A Phase III clinical trial has found that adding cetuximab (Erbitux) to standard adjuvant chemotherapy in patients with stage III colon cancer and normal KRAS gene activity does not help prolong their lives, and is associated with significantly more side effects. The study was terminated early due to these results. These findings are surprising because cetuximab was previously found to improve survival of patients with metastatic colon cancer whose tumors
expressed normal KRAS.
"This is a disappointing result. Given past success among patients with more advanced colon cancer, we had expected cetuximab to work in this setting. This study shows that this treatment should not be used in patients with resected stage III colon cancer," said lead researcher Steven Alberts, MD, professor of oncology at the Mayo Clinic College of Medicine in Rochester, Minn. Cetuximab is a monoclonal antibody that works by inhibiting the epidermal growth factor
receptor (EGFR). KRAS is a common signaling gene that transmits growth signals from EGFR.

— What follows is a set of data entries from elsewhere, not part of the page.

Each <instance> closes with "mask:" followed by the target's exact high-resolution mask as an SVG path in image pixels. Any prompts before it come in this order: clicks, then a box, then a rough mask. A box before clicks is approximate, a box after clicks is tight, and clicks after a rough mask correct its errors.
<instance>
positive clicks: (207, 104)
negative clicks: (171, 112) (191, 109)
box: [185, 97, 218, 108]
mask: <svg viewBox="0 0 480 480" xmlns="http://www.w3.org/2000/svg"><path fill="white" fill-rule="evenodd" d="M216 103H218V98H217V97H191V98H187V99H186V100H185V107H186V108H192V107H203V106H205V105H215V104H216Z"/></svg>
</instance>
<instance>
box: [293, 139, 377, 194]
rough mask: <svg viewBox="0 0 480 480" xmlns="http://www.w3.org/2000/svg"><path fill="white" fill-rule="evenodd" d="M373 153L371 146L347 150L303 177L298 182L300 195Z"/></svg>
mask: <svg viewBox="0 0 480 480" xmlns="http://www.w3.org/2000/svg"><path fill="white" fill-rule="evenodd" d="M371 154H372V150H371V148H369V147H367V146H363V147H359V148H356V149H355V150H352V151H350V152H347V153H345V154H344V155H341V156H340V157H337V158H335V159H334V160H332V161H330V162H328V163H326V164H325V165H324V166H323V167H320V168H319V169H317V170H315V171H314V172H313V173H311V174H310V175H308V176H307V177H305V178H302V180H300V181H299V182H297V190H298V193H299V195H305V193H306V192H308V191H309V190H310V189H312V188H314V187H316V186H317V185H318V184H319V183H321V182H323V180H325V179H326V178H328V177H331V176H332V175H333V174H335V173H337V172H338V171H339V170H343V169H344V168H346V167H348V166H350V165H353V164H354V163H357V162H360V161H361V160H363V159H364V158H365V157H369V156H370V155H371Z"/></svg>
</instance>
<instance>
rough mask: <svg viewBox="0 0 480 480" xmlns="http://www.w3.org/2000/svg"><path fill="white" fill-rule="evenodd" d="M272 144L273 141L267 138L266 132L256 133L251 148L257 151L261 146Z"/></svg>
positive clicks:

In this randomized Phase III trial, researchers compared disease-free and overall survival between patients with stage III disease and normal KRAS activity who were randomly assigned to receive either FOLFOX alone (858 patients) or FOLFOX plus cetuximab (902 patients). After a median follow-up period of 15.9 months, researchers found that three-year, disease-free survival was similar in both groups (74.1 percent for FOLFOX alone versus 73.3 percent for
FOLFOX plus cetuximab). The FOLFOX-only group had slightly better overall survival (87.3 percent versus 82.1 percent). Patients 70 and older who received both FOLFOX plus cetuximab also fared worse than patients under 70 years old who received the same treatment. Moderate to severe side effects were significantly greater in the FOLXFOX plus cetuximab group, and fewer patients in this group were able to complete the full course of treatment due to these toxicities.